Mark-A-Nakasone · January 10, 2024, 5:34pm

@Freza065 40K particles from 11K movies is on the lower side. How are you picking ? (Topaz of CrYOLO can increase accuracy, centering, etc - in many cases). I did not see heterogeneous refinement, are you starting with over 100k particles and using multiclass Ab-initio. How many 3D classes are you using and are they similar in resolution & number of particles ?

Just talking about resolution ? I don’t think upsampling .eer is worth it. Reference based motion correction. 150 KDa could be on the small side for mask + particle subtraction => local refinement. Extraction box size could be optimized. Symmetry expansion if not C1. Manually Curate Exposures => harsh CTF cut off at 3.5A.

Nice video here https://www.youtube.com/watch?v=9GszV5W4riI

kchilde1 · January 10, 2024, 10:33pm

I have encountered a similar problem with my protein complex (~200 kDa). Resolution typically peaks around 3.5-4 A. Consider what the typical resolution is reported with this protein. Are there a lot of flexible loops that can make particle alignment difficult? Some things that helped with my processing:

-Use template picking using a good volume from your current processing as a template (use “Create Template” to get started). Clean it up via 2D class. Then pool everything and remove duplicates. Doing this almost doubled my number of particles.
-Some of the biggest improvements I’ve had have come through NU refinement by playing with the parameters, specifically the mask threshold and dilation. Takes some time fine tuning, but well worth it.
-Reference based motion correction actually worked wonders for me for one dataset. I wasn’t expecting much, but it improved my resolution by 0.2-0.3 A.
-It’s always worth trying different box sizes. My samples are all pretty similar sizes, yet they all required different box sizes.
-Agree with @Mark-A-Nakasone that masking and local refinement might not work due to size. Didn’t work for me, but it’s still worth a shot. Maybe aligning onto a more stable/large portion of the protein?

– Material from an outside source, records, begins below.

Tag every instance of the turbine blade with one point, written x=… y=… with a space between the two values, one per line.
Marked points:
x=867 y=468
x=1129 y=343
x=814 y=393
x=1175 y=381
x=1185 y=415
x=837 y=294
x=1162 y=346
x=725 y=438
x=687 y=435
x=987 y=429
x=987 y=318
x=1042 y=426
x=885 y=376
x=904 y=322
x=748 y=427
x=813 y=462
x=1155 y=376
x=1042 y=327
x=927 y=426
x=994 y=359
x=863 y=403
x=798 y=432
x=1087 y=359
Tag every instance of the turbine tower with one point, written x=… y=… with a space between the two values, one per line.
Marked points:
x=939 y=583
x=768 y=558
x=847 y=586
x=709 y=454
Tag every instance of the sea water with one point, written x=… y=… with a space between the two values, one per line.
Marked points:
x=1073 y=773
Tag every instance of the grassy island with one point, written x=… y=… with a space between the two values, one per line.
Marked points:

Lastly, and this may seem obvious, but consider the question you’re asking. Do you need a sub 3 A map? Maybe a 4 A map can be just as informative (again, depending on the question(s) you’re asking).

Freza065 · January 11, 2024, 3:15pm

Thank you for your comment! I did reblog and the it looks like this:

When I run ab-initio with a couple of classes and similarity factor of 0 between classes, it gives me two classes of my protein. I have checked the maps on Chimera and they look to overlap in all the sections. I am not sure if that is why the resolution doesn’t improve.

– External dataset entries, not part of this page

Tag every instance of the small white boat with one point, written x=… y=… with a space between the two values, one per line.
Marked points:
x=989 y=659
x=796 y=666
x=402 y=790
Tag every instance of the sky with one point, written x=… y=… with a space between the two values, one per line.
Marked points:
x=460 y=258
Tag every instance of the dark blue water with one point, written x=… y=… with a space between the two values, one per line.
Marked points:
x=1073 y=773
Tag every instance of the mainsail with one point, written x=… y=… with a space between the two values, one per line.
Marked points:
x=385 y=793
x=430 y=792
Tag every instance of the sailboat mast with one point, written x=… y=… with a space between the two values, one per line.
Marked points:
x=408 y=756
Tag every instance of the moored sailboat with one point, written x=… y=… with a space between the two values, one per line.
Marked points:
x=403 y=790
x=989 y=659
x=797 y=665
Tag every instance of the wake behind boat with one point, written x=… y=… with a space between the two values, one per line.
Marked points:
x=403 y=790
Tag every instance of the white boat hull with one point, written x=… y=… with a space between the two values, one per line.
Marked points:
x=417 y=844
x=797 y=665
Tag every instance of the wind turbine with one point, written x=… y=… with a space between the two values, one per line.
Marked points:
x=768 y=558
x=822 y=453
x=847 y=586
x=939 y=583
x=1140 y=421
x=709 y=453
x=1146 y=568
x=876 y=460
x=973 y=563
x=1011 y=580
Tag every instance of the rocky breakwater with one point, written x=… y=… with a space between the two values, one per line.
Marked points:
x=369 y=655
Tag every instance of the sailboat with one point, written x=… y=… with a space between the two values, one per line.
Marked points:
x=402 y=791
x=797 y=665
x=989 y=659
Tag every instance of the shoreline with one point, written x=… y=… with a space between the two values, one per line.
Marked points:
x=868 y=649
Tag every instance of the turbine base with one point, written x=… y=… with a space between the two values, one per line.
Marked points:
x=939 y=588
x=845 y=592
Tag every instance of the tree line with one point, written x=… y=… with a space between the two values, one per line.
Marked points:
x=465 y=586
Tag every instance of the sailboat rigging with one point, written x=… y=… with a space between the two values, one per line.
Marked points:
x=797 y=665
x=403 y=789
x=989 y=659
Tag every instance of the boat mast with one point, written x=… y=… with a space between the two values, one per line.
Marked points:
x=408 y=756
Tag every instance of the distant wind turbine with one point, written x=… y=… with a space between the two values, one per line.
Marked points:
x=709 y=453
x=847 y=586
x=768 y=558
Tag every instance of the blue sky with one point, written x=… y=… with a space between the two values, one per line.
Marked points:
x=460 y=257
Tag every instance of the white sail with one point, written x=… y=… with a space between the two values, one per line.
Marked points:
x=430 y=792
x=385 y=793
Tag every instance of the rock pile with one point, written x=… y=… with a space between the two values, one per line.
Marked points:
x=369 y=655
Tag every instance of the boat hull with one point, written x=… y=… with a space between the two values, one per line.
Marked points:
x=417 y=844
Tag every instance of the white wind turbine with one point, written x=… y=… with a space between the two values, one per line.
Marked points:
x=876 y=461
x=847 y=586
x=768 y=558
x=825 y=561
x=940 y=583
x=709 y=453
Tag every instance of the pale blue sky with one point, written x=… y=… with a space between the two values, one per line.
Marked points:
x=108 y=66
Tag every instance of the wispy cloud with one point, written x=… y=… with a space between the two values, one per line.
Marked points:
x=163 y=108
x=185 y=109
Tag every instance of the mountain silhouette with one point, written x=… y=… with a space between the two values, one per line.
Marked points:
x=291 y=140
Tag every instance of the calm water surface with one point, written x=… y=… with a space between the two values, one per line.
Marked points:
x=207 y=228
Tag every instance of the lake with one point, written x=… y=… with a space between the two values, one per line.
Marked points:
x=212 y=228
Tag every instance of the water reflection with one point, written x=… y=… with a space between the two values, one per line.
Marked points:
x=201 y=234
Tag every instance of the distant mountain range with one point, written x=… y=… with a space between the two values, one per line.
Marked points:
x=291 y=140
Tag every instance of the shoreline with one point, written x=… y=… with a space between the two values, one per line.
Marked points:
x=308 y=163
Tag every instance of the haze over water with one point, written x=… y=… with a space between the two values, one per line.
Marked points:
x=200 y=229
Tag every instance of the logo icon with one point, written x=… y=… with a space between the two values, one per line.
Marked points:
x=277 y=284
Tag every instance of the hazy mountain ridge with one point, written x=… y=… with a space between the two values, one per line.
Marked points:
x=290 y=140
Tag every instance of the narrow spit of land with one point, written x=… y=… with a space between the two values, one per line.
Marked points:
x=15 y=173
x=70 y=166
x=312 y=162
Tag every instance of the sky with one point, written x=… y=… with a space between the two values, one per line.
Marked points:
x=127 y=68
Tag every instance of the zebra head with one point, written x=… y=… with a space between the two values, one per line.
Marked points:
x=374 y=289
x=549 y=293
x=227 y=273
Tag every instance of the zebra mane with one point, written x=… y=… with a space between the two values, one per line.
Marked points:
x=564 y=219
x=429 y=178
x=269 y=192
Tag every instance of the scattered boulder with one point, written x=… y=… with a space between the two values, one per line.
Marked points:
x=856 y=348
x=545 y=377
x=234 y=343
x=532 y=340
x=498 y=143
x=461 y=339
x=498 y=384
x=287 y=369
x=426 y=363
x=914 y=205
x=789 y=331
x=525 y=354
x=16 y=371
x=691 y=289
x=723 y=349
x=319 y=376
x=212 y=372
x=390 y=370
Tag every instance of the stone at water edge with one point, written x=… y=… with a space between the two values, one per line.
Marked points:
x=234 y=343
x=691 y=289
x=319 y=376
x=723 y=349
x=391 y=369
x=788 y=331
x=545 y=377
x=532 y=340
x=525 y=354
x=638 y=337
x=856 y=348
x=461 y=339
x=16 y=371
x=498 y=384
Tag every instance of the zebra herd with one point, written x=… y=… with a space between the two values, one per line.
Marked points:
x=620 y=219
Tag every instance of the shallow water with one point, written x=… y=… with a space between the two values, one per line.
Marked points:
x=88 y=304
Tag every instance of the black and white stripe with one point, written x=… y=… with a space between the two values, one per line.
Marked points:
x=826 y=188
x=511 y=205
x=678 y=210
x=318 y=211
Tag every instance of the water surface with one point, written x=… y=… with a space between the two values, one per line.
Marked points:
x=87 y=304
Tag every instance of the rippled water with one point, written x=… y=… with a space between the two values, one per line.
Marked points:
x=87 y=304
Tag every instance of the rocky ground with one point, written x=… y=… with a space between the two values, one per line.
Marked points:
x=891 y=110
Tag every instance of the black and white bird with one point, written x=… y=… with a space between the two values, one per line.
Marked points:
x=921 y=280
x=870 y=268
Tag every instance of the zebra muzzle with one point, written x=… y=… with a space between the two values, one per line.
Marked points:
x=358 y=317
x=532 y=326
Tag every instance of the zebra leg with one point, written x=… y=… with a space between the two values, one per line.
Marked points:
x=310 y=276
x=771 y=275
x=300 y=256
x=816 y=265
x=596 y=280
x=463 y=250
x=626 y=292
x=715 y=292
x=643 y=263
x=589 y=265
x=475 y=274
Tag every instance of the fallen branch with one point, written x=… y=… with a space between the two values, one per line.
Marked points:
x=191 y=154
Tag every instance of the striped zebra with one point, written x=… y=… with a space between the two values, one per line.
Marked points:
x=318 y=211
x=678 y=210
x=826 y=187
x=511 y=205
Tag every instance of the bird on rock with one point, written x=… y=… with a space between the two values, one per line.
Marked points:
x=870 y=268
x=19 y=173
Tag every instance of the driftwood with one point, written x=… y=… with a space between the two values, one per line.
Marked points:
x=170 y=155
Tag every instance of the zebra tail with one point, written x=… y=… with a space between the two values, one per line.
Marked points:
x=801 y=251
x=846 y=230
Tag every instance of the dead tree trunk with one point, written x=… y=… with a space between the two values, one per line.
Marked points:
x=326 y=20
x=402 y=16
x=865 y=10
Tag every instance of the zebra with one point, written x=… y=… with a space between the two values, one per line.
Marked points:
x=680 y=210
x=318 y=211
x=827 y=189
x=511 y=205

Freza065 · January 11, 2024, 3:18pm

Thank you for your comment! Yes, I have started about 400K particles and did ab-initio with different classes. I have tried with different classes like 1, 3, 8.
I also attached my reslog here.

Freza065 · January 11, 2024, 3:23pm

Thank you for your suggestions! There are other resolutions like 3.1A from this protein.
I have repeated my particle picking with different templates and models, finally, I get the same results. With mask threshold and dilation for NU do you suggest to use?
My box size now is 256 and my protein size is about 140A, Do I need to change the box size, like downscaling it?
I have done a local refinement on Phenix and it showed that some parts of the map are 3.5A, but the worse also was 12A.
I have also tried to mask out the detergent belt to see if it helps, but it didn’t really help.

kchilde1 · January 11, 2024, 5:28pm

My only suggestion for NU ref mask threshold and dilation would be to try different values and see what works. My protein is heavily glycosylated; there’s a separate thread detailing how fine tuning mask parameters are crucial for these types of proteins and that is what I found as well. I don’t have any experience with proteins in a detergent belt, but it could be the same case. One common denominator for me was to never use a tight mask as this eventually led to losing densities for smaller (15-20 kDa) domains.
It’s definitely worth re-extracting with different box sizes and binning to see what works. I’ve read that starting with a smaller box size and slowly increasing helps. But again, it’s worth trying different sizes/binning to see what works best for your sample.